Following a duel over pay-TV pricing by academics last week, it’s now up to the two CEOs to defend the deal and convince U.S. District Judge Richard Leon that the combination won’t harm consumers. Bewkes is expected to testify Wednesday, with Stephenson following on Thursday.
It’s a must-win for Stephenson, who frames owning New York-based Time Warner as way to transform AT&T into a media powerhouse that can compete with peers like Comcast Corp. and fend off challengers such as Netflix Inc., Amazon.com Inc. and Alphabet Inc.’s Google. While the arrival of the Trump administration might have stoked confidence the deal would sail through, both men find themselves in an epic struggle with the U.S. government.
“This could be the crowning achievement where it all comes together for AT&T, or, worst-case scenario, they lose and Stephenson rides off into the sunset,” said Roger Entner, an analyst with Recon Analytics LLC.
Stephenson, 57, has been a serial acquirer with 33 takeovers completed in his 11-year run as CEO, including DirecTV for $48.5 billion in 2015. The only major setback -- the $39 billion bid to buy T-Mobile US Inc. that was derailed by regulators in 2011.
The Justice Department argues AT&T’s purchase of Time Warner will give the phone giant too much control over prices and is suing to block the merger. The deal would combine Dallas-based AT&T -- the largest U.S. pay-TV provider -- with the owner of HBO, CNN and Warner Bros.
The Justice Department scored a few points last week in the trial, particularly on the pricing front, Jennifer Rie a legal analyst with Bloomberg Intelligence wrote in a note. But those didn’t stand up in a courtroom challenge where opposing testimony made the argument appear a little “complex and conjectural,” Rie wrote.
Stephenson’s vision is to create a media and TV distribution behemoth able to outrun cable TV leader Comcast and its NBCUniversal programming arm.

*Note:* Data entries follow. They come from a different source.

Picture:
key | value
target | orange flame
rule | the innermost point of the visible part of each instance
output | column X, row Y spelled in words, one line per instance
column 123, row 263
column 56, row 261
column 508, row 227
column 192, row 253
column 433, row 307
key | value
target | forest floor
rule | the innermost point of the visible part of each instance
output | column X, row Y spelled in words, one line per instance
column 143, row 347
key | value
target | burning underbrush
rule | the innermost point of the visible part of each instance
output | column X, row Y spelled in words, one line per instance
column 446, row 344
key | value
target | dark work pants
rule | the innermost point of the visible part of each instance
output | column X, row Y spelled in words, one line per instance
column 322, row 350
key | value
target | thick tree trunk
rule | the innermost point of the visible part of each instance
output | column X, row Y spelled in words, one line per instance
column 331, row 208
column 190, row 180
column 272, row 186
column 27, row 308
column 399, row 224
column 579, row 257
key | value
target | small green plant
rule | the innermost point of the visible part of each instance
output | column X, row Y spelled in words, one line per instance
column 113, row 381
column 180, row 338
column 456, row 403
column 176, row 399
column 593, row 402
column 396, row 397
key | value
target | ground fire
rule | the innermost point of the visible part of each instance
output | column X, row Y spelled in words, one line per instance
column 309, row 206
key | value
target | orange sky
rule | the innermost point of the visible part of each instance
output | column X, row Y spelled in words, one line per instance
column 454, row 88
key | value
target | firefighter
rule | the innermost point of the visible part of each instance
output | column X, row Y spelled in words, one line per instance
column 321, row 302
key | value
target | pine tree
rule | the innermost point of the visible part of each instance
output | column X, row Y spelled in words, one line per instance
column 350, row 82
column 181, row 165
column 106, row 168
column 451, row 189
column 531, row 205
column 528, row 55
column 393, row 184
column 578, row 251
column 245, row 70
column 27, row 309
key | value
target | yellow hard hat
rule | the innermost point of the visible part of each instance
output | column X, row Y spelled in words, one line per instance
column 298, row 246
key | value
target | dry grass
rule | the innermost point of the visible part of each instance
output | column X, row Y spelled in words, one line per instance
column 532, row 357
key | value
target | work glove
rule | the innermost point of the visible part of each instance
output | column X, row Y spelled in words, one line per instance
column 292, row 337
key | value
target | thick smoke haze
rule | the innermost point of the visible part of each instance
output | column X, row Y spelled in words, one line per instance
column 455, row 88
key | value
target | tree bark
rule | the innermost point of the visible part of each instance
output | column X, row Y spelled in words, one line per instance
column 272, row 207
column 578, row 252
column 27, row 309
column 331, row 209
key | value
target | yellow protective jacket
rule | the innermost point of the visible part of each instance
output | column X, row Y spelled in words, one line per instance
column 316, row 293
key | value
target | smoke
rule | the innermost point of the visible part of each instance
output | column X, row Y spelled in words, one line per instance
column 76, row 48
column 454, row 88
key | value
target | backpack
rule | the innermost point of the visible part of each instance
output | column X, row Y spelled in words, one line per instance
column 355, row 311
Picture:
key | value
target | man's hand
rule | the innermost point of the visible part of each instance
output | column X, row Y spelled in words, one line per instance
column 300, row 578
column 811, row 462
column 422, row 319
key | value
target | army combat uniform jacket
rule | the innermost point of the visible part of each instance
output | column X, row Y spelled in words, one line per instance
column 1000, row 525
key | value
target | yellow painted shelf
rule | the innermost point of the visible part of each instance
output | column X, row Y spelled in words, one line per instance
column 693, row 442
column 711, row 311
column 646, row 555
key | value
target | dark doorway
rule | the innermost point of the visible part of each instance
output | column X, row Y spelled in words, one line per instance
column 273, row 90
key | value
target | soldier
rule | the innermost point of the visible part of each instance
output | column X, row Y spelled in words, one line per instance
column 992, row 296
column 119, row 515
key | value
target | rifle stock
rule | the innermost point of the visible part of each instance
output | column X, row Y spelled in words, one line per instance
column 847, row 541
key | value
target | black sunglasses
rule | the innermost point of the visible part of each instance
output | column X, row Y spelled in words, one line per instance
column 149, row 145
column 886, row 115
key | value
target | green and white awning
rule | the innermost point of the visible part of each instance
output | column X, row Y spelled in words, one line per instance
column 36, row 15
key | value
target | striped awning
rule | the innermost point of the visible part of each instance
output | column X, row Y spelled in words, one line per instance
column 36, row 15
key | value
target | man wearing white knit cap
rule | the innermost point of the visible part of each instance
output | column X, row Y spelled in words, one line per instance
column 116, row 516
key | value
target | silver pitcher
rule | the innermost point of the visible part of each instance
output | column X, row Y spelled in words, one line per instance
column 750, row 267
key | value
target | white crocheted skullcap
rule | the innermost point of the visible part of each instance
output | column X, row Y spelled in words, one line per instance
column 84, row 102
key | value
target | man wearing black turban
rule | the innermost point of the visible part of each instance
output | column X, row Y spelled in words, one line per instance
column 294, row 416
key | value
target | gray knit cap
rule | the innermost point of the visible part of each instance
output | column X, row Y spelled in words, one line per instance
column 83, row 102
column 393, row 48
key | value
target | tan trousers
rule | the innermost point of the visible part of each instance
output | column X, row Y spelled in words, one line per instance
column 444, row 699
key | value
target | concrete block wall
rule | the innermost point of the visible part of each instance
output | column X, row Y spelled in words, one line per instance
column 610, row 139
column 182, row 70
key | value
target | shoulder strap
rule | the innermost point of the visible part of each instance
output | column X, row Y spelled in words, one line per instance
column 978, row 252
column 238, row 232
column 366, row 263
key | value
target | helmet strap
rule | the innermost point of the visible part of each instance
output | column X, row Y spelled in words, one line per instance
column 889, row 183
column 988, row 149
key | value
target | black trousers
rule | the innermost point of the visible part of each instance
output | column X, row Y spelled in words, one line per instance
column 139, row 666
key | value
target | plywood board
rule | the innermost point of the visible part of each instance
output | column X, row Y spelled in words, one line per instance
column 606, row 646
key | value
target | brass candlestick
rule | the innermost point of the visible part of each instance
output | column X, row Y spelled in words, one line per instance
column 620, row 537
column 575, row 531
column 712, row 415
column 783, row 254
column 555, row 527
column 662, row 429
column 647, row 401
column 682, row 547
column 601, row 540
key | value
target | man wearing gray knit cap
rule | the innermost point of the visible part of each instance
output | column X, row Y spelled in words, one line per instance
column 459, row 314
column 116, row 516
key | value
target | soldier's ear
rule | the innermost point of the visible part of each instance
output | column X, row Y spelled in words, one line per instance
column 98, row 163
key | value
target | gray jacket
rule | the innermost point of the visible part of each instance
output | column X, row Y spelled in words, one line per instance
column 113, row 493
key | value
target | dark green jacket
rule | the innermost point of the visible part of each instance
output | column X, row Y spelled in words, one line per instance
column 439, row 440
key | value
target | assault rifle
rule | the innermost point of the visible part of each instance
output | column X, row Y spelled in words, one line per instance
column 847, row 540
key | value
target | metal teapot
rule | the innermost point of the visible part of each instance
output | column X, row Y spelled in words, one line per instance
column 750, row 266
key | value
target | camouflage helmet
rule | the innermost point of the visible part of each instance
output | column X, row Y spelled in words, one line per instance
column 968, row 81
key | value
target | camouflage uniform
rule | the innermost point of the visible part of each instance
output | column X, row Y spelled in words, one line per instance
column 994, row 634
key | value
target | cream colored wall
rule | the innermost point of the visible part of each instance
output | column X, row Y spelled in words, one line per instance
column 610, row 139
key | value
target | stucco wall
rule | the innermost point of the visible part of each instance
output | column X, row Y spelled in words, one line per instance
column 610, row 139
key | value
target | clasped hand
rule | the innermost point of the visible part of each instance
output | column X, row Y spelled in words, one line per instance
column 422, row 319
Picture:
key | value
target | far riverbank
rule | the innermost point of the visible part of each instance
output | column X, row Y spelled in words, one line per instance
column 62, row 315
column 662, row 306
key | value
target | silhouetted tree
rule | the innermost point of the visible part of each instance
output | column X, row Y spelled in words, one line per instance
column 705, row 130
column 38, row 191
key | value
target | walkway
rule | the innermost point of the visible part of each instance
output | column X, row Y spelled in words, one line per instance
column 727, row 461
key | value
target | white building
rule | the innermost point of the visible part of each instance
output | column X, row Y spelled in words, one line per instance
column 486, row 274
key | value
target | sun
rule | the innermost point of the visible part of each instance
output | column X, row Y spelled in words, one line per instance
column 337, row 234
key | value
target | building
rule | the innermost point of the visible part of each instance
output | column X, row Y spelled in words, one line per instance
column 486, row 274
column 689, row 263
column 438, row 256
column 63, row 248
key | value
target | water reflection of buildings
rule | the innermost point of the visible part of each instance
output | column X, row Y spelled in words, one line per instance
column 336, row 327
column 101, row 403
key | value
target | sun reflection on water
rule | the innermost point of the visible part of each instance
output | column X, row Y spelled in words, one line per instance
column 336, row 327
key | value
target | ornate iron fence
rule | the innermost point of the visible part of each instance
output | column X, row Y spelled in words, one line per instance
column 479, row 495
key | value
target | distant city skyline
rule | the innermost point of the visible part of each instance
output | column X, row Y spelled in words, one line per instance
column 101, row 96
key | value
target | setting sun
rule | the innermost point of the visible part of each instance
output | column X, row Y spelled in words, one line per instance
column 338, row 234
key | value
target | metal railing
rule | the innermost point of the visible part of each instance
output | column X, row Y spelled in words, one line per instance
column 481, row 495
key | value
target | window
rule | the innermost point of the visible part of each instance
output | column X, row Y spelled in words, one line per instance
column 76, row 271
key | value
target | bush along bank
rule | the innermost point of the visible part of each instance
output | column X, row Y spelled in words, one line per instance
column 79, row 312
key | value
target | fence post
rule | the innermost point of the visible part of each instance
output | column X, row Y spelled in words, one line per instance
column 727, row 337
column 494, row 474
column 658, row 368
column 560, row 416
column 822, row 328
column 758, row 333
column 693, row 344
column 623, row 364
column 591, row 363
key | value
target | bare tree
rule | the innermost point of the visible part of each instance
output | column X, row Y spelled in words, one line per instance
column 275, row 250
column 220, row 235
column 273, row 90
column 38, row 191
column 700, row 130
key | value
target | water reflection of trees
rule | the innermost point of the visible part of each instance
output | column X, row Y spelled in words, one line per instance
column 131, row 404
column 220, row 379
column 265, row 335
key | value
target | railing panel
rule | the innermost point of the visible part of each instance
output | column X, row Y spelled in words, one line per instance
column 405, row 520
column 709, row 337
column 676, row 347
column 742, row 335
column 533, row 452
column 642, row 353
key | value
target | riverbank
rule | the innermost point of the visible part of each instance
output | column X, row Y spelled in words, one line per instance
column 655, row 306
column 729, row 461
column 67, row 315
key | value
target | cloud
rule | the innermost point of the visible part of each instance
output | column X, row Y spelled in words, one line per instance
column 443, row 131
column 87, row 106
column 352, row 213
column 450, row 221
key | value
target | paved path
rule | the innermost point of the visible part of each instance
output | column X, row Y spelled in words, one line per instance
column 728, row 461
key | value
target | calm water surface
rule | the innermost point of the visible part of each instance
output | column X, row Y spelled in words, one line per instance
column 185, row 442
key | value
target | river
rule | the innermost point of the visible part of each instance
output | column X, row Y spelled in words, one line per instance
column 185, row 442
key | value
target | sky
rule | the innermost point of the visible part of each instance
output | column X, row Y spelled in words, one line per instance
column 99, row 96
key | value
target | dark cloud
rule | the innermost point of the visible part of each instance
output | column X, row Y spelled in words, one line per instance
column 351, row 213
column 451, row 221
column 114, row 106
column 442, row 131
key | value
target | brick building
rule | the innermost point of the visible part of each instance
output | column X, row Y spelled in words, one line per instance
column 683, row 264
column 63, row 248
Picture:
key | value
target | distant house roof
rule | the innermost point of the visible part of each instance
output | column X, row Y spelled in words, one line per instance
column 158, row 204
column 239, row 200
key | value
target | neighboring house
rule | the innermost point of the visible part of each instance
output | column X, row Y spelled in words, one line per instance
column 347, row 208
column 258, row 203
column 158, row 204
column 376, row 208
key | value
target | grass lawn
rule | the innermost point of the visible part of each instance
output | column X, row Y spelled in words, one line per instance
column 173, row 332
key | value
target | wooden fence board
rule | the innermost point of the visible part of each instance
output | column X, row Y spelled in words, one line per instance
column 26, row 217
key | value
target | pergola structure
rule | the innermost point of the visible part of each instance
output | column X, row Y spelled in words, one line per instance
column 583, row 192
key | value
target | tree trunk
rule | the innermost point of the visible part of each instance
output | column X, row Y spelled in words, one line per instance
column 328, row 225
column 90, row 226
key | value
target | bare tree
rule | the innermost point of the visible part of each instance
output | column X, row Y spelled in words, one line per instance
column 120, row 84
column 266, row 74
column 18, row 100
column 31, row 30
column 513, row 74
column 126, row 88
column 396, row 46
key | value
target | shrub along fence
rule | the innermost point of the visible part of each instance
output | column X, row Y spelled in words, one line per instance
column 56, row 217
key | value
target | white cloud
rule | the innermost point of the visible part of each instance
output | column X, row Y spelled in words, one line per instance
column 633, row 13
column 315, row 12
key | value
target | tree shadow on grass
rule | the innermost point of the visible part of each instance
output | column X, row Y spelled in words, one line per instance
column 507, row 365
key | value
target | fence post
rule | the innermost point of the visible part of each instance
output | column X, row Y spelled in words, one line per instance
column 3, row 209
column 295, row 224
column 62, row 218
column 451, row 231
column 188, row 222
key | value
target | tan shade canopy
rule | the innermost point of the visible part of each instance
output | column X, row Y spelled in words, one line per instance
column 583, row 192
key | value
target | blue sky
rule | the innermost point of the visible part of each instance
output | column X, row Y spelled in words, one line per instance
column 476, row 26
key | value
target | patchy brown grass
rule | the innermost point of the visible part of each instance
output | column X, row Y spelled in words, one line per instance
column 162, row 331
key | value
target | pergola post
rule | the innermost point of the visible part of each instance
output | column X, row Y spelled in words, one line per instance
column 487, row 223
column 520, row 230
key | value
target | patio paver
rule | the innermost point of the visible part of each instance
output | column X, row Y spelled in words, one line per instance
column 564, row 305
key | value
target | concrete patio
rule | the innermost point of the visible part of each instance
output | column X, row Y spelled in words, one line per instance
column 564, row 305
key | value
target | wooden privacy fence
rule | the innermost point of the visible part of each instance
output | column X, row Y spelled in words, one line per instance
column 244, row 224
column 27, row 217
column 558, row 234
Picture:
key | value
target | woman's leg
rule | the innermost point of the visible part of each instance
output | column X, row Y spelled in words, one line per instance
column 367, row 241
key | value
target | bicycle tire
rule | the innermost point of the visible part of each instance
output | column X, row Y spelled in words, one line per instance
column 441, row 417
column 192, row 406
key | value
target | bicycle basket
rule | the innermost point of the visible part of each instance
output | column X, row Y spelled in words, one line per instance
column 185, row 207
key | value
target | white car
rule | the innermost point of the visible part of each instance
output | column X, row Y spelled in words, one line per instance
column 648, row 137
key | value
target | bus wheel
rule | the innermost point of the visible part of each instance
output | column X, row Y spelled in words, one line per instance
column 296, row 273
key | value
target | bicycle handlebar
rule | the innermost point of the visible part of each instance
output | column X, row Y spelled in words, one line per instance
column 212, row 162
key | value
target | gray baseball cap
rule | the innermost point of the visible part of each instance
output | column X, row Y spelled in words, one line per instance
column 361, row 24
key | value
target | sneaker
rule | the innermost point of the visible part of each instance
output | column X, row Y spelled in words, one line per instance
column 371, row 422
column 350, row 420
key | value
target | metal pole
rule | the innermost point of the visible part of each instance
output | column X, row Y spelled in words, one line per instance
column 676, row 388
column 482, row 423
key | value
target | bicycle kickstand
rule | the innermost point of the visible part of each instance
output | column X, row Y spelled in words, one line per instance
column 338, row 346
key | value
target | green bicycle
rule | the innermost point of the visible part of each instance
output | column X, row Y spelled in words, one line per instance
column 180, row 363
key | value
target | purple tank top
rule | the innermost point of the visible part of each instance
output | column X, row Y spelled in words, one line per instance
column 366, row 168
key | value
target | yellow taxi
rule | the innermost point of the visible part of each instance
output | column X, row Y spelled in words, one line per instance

As not only the largest pay-TV provider in the U.S., but also the No. 2 mobile phone service, AT&T plans to deliver more shows to TVs, computers and mobile devices. The push to all screens is aimed at attracting subscribers at a time when viewers increasingly drop costly pay-TV packages for cheaper options that let them watch movies and TV shows when and where they want.
On Monday, AT&T may have found more ammunition to support its case in the financial results reported by Netflix, which posted record first-quarter subscriber growth and a 40 percent gain in revenue. Just an upstart a few years ago, the streaming service is looking more like an unstoppable force in entertainment.
“All Stephenson needs to do is point to Netflix to show how his business is under attack,” Entner said. “Netflix puts out 700 new shows a year, that’s two a day. Even a weaponized HBO couldn’t come close to competing with that.”